Dalla traduttrice e letterata Volha Kalackaja, prelevata dalla sua abitazione domenica scorsa e per la quale si è mobilitata la scrittrice canadese Margaret Atwood, al consulente dell’emittente “Radio Svaboda” e amministratore del canale Telegram “Belamova” Igor Losik, che sarebbe dovuto uscire di prigione a natale dopo sei mesi di detenzione e che ha dunque iniziato per protesta uno sciopero della fame, dall’attivista anarchico e analista politico Mikola Dziadok, che era già stato arrestato in occasione delle proteste del 2010 e si ritrova ancora da quasi un mese nelle mani delle forze dell’ordine, fino al giornalista Andrei Alexandrov, di cui non si ha più traccia dopo una perquisizione avvenuta settimana scorsa negli uffici del portale d’informazione indipendente più vecchio del paese: sempre stando ai dati raccolti di Viasna96, nell’anno appena trascorso la giustizia bielorussa ha aperto dei procedimenti per motivazioni politiche nei confronti di oltre 900 persone, mentre più di un migliaio di testimoni hanno parlato di torture subite; 477 giornalisti sono stati arrestati e almeno nove di loro si trovano ancora in prigione.

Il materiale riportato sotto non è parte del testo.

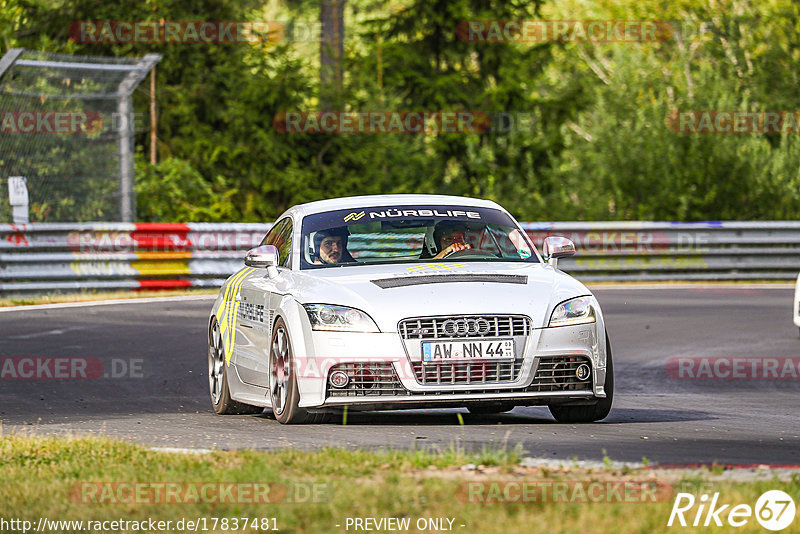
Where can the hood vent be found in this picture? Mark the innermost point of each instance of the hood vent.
(403, 281)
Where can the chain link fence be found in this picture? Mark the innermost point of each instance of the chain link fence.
(67, 126)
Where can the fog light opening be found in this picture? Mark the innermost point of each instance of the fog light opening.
(339, 379)
(583, 372)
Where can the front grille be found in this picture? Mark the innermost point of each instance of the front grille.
(434, 327)
(373, 379)
(477, 372)
(554, 374)
(557, 373)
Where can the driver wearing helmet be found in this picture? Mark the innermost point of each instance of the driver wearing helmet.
(330, 246)
(449, 237)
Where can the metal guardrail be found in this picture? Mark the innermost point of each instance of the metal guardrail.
(68, 257)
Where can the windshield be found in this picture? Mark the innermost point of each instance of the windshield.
(411, 234)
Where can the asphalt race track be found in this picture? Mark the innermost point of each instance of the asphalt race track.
(155, 388)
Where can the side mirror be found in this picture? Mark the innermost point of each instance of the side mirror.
(263, 257)
(555, 247)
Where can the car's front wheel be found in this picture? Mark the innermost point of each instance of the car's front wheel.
(218, 377)
(283, 390)
(593, 412)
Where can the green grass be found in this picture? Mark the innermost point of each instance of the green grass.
(37, 476)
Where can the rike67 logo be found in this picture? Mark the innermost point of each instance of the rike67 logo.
(774, 510)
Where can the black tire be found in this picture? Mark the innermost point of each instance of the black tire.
(283, 390)
(593, 412)
(218, 378)
(494, 408)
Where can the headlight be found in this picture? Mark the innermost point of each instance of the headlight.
(575, 311)
(339, 318)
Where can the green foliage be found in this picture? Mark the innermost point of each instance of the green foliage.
(595, 145)
(173, 190)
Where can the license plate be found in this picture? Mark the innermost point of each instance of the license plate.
(448, 351)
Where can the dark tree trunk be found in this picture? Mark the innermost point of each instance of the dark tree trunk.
(331, 50)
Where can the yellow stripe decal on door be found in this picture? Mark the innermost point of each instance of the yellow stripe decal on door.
(228, 309)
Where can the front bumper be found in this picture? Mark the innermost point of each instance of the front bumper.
(385, 358)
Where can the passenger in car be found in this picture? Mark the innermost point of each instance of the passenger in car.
(449, 237)
(330, 246)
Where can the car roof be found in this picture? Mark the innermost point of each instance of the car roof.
(364, 201)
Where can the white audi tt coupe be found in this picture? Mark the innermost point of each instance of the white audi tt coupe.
(406, 301)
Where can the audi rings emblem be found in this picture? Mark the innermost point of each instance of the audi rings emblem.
(583, 371)
(466, 327)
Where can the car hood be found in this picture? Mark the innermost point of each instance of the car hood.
(389, 293)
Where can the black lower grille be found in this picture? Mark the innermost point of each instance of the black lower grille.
(558, 373)
(373, 379)
(554, 374)
(477, 372)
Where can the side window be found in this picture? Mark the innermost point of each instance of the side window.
(284, 243)
(280, 235)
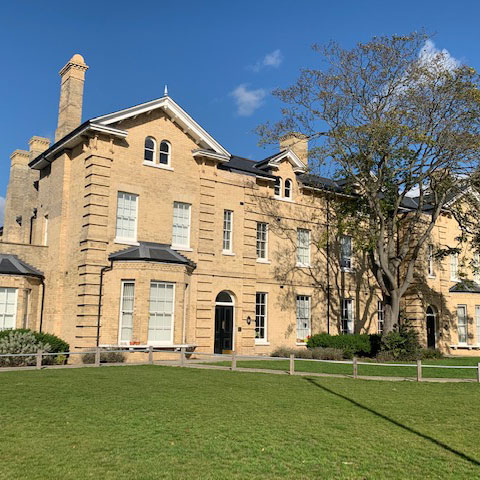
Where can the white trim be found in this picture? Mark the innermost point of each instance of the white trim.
(172, 329)
(157, 165)
(120, 320)
(174, 111)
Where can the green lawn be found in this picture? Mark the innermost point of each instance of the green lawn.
(369, 370)
(151, 422)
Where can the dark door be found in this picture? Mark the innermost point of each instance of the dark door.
(430, 328)
(223, 328)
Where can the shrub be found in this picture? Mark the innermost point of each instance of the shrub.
(402, 343)
(427, 353)
(321, 353)
(351, 344)
(106, 356)
(15, 341)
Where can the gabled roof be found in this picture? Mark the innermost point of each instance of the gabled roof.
(290, 155)
(174, 111)
(151, 252)
(12, 265)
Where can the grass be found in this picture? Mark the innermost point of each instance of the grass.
(151, 422)
(370, 370)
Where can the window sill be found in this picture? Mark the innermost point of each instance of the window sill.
(158, 165)
(123, 241)
(302, 265)
(263, 260)
(182, 249)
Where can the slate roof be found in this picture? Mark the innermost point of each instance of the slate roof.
(12, 265)
(465, 286)
(151, 252)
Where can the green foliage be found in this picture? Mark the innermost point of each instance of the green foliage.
(350, 344)
(15, 341)
(106, 356)
(401, 343)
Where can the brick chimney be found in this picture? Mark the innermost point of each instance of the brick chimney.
(71, 96)
(298, 142)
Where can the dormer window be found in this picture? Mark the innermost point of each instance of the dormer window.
(164, 153)
(288, 188)
(150, 148)
(278, 187)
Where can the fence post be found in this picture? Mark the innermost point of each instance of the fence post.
(292, 364)
(182, 357)
(97, 357)
(39, 359)
(419, 370)
(355, 367)
(150, 354)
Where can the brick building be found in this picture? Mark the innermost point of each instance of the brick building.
(139, 227)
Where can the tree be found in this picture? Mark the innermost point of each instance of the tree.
(398, 121)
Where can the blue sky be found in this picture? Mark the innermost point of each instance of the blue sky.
(220, 59)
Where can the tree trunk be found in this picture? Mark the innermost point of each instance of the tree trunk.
(392, 311)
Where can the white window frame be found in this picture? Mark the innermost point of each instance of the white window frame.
(430, 261)
(178, 246)
(154, 151)
(463, 326)
(3, 308)
(476, 267)
(126, 240)
(172, 324)
(454, 267)
(169, 154)
(262, 243)
(261, 340)
(477, 323)
(278, 187)
(290, 189)
(346, 262)
(380, 317)
(125, 311)
(227, 232)
(350, 321)
(303, 251)
(307, 299)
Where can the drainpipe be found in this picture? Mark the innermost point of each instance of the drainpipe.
(328, 264)
(42, 304)
(102, 271)
(184, 326)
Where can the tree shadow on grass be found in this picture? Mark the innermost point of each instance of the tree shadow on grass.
(395, 422)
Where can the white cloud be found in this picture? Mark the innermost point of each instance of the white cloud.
(2, 210)
(272, 59)
(248, 100)
(430, 53)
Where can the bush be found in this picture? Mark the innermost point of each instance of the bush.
(105, 357)
(402, 343)
(428, 353)
(15, 341)
(320, 353)
(350, 344)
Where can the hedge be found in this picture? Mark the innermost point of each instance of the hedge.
(351, 344)
(57, 344)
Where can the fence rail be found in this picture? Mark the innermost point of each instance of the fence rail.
(185, 360)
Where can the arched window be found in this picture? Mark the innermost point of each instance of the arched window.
(278, 187)
(288, 188)
(150, 147)
(164, 153)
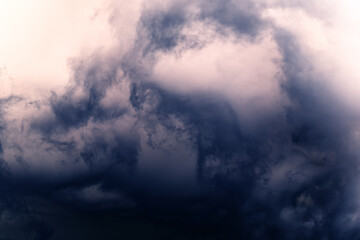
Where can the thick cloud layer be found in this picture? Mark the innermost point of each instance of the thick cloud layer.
(206, 120)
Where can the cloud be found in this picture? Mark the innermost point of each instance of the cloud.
(206, 120)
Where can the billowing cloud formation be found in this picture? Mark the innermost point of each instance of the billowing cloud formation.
(199, 120)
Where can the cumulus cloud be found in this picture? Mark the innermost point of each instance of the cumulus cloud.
(207, 119)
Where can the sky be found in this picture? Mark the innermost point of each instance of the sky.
(179, 119)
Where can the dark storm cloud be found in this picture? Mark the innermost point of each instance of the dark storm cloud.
(290, 178)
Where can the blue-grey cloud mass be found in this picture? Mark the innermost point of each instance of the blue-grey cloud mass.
(212, 121)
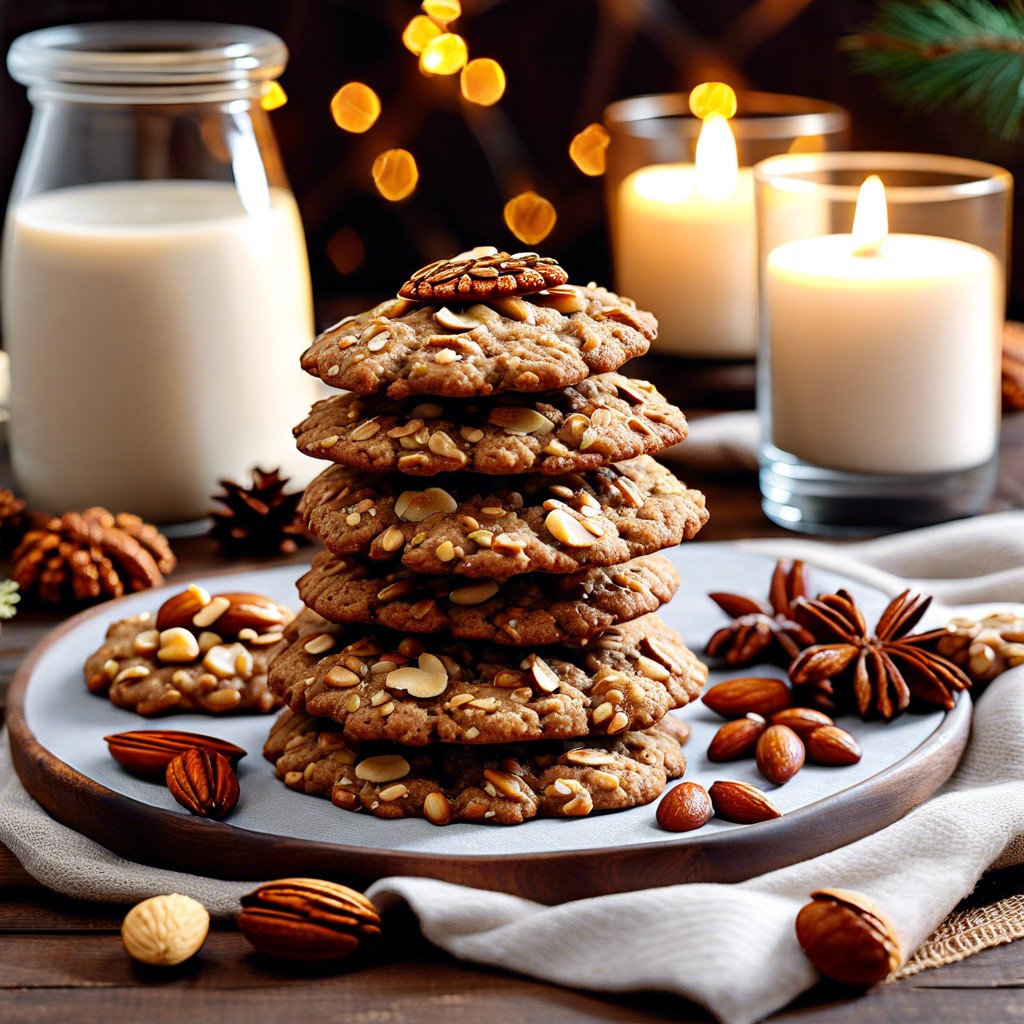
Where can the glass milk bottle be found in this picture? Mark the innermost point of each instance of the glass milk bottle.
(156, 287)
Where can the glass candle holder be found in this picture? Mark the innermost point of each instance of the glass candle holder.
(879, 361)
(692, 261)
(156, 287)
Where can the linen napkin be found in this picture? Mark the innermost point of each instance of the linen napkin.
(729, 947)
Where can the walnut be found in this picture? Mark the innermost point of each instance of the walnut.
(90, 555)
(165, 930)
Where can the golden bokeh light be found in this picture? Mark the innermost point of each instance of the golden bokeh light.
(446, 54)
(355, 108)
(589, 147)
(418, 33)
(346, 251)
(713, 97)
(395, 174)
(529, 217)
(442, 10)
(273, 96)
(482, 81)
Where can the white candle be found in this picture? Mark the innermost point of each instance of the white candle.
(687, 251)
(885, 354)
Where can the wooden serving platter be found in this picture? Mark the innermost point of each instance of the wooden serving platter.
(56, 729)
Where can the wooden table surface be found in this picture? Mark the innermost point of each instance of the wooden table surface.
(61, 961)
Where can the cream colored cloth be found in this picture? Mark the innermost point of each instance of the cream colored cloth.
(730, 947)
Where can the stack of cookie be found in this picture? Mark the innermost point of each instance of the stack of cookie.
(478, 640)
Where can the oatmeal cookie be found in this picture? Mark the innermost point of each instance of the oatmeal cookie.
(523, 610)
(517, 343)
(505, 784)
(134, 671)
(420, 690)
(502, 526)
(604, 419)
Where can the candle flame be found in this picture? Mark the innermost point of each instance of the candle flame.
(717, 165)
(870, 219)
(713, 97)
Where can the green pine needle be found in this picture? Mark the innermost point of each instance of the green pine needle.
(8, 598)
(966, 54)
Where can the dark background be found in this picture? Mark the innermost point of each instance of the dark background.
(565, 60)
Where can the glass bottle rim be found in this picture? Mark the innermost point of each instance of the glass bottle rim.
(162, 59)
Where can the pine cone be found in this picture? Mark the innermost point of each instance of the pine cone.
(258, 520)
(90, 555)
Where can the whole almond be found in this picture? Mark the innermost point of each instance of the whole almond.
(736, 697)
(847, 937)
(179, 608)
(741, 802)
(832, 745)
(253, 611)
(801, 720)
(779, 754)
(736, 738)
(684, 808)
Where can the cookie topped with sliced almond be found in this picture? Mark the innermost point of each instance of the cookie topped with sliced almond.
(505, 784)
(424, 689)
(200, 652)
(502, 526)
(603, 419)
(524, 610)
(470, 347)
(481, 273)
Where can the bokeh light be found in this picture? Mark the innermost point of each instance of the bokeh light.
(529, 217)
(418, 33)
(482, 81)
(395, 174)
(442, 10)
(273, 96)
(355, 108)
(589, 147)
(444, 55)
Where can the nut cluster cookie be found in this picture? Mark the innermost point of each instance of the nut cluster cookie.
(491, 516)
(601, 420)
(502, 784)
(523, 610)
(199, 653)
(500, 527)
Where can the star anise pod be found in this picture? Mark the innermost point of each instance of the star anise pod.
(881, 672)
(90, 555)
(763, 630)
(261, 519)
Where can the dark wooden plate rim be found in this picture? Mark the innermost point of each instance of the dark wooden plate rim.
(152, 836)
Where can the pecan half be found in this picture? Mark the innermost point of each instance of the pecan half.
(204, 782)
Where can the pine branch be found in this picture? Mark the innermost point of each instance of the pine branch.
(966, 54)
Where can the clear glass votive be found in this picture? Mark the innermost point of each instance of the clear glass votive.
(879, 363)
(692, 260)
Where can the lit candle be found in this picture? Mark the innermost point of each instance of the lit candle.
(885, 348)
(686, 249)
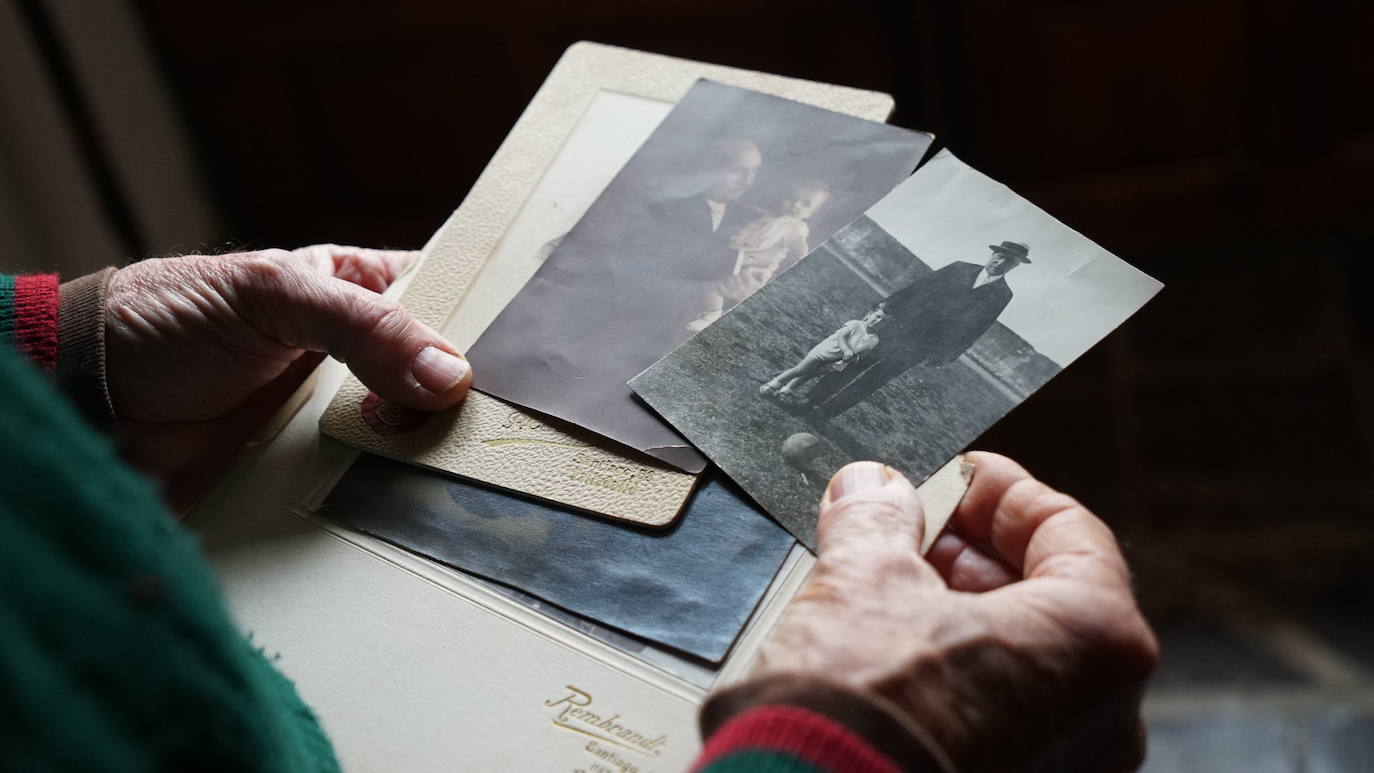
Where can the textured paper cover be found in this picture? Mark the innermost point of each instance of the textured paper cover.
(555, 463)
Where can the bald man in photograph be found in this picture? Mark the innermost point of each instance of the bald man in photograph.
(620, 290)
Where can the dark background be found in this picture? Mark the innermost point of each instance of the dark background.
(1220, 146)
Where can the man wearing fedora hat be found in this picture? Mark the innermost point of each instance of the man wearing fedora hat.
(930, 321)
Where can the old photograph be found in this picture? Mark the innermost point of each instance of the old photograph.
(689, 588)
(731, 190)
(900, 339)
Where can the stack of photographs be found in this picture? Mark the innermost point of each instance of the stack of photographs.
(764, 284)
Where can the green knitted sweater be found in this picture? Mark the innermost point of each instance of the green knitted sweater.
(116, 650)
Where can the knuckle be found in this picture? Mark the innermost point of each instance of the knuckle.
(379, 317)
(265, 267)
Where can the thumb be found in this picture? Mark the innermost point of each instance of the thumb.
(871, 521)
(396, 356)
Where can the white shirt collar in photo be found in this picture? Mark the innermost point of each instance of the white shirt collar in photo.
(983, 278)
(717, 213)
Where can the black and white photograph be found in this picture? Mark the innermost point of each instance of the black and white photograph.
(899, 339)
(731, 190)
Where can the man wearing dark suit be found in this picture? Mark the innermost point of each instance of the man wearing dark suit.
(929, 321)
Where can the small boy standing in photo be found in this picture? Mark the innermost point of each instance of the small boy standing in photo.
(767, 246)
(837, 349)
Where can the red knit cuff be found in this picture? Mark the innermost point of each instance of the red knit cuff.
(36, 317)
(803, 735)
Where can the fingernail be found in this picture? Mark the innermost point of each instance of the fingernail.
(858, 477)
(437, 370)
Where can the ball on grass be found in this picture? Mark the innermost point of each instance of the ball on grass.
(800, 449)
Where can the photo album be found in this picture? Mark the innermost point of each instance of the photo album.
(690, 294)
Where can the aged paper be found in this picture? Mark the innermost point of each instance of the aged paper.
(572, 139)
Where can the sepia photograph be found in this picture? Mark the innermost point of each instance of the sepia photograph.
(689, 588)
(900, 339)
(731, 190)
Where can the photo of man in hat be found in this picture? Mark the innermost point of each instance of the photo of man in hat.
(930, 321)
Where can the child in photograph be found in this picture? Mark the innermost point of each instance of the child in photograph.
(767, 246)
(838, 349)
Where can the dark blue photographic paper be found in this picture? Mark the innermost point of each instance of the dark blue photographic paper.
(690, 586)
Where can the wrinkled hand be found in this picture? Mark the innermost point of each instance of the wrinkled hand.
(1017, 647)
(202, 349)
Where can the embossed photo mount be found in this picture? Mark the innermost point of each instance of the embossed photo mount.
(588, 117)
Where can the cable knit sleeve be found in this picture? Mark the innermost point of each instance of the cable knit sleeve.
(794, 724)
(29, 316)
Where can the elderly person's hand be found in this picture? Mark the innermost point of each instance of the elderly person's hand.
(1017, 645)
(202, 349)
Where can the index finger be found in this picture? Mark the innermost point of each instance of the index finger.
(1035, 527)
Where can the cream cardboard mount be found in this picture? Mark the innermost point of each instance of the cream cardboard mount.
(408, 663)
(594, 110)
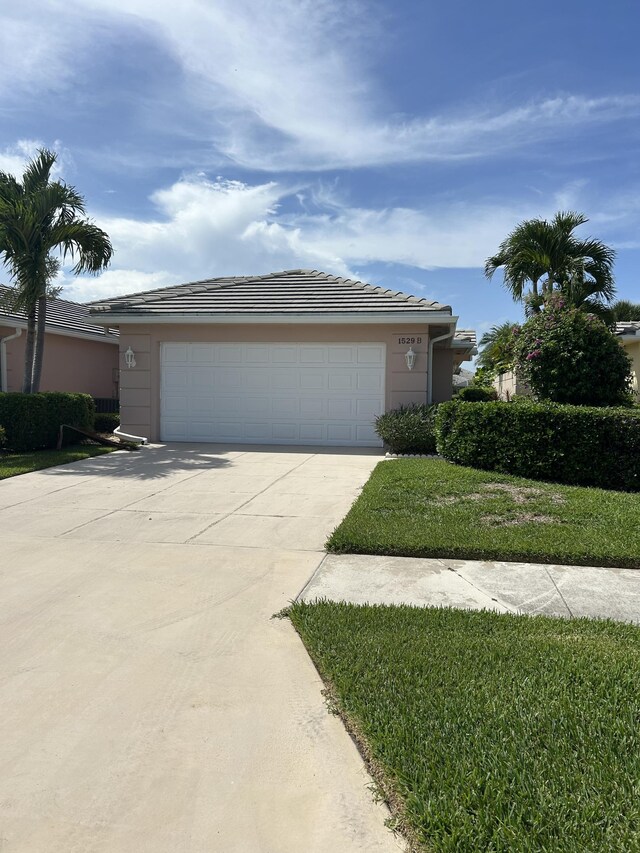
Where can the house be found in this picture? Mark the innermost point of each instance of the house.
(629, 336)
(295, 357)
(79, 356)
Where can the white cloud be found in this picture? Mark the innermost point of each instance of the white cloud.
(288, 84)
(208, 228)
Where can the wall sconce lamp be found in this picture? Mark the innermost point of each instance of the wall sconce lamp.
(410, 358)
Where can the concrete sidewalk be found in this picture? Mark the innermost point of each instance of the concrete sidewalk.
(567, 591)
(149, 702)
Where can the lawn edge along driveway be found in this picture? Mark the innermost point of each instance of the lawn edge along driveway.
(431, 508)
(488, 731)
(15, 464)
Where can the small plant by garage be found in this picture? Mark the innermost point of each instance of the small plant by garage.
(409, 429)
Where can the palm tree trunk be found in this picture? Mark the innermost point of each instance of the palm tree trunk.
(39, 353)
(29, 350)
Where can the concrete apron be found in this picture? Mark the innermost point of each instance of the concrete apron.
(567, 591)
(149, 701)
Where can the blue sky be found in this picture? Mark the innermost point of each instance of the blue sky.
(394, 142)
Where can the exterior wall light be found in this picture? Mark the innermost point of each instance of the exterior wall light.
(410, 358)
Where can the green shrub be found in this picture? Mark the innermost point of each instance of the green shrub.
(32, 421)
(106, 421)
(546, 441)
(477, 394)
(409, 429)
(568, 356)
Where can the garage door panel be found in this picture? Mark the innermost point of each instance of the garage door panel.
(176, 377)
(313, 355)
(341, 355)
(285, 355)
(371, 355)
(285, 380)
(340, 408)
(272, 393)
(312, 407)
(312, 381)
(176, 353)
(368, 409)
(229, 354)
(340, 381)
(201, 354)
(368, 381)
(257, 354)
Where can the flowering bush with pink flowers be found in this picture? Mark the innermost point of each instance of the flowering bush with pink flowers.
(568, 356)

La repressione è tanto trasversale e diffusa quanto lo sono le proteste iniziate già prima della tornata elettorale di agosto, nel momento in cui due dei principali candidati d’opposizione sono stati incarcerati ed è stato loro impedito di correre per la presidenza, e poi definitivamente esplose dopo che il presidente Lukašėnka ha annunciato la propria vittoria con oltre l’80% dei voti. Migliaia di persone sono scese in piazza, sia nel centro di Minsk che in città più piccole e periferiche, mentre la dura reazione delle forze dell’ordine e in particolare delle unità speciali di sicurezza Omon ha lasciato dietro sé numerosi feriti e almeno tre morti (Aljaksandr Taraikouski, Henadz Shutau, Aljaksandr Vikhor). Afferma ancora il report: «L’arresto e l’imprigionamento di manifestanti pacifici nel 2020 è diventato esteso. Nel periodo che va dall’inizio della campagna elettorale fino alla fine dell’anno, si è verificata la detenzione di più di 33mila individui».
Se sospetti di brogli elettorali, proteste di piazza e utilizzo di pratiche violente da parte delle forze dell’ordine non rappresentano certo eventi inediti nella storia bielorussa (ci sono state grandi episodi conflittuali nel 2010 e successivamente nel 2017), forse mai come adesso la loro “onda d’urto” sta raggiungendo anche chi non si interessa di politica e non aveva attivamente preso parte a momenti di contestazione ed espressione del dissenso prima d’ora. «In questo momento la repressione coinvolge tutti», confermano decisi anche dall’Anarchist Black Cross di Minsk, collettivo a supporto dei prigionieri politici di tendenza anarchica attivo da alcuni anni e che sta raccogliendo fondi per aiutare chi è detenuto. «Si può essere colpiti dalla brutalità della polizia non solo se si fa o si dice qualcosa, ma anche semplicemente per una spilla indossata o per una scritta sulla maglietta. Le proteste sono circoscritte ai quartieri periferici e le persone temono a manifestare da altre parti».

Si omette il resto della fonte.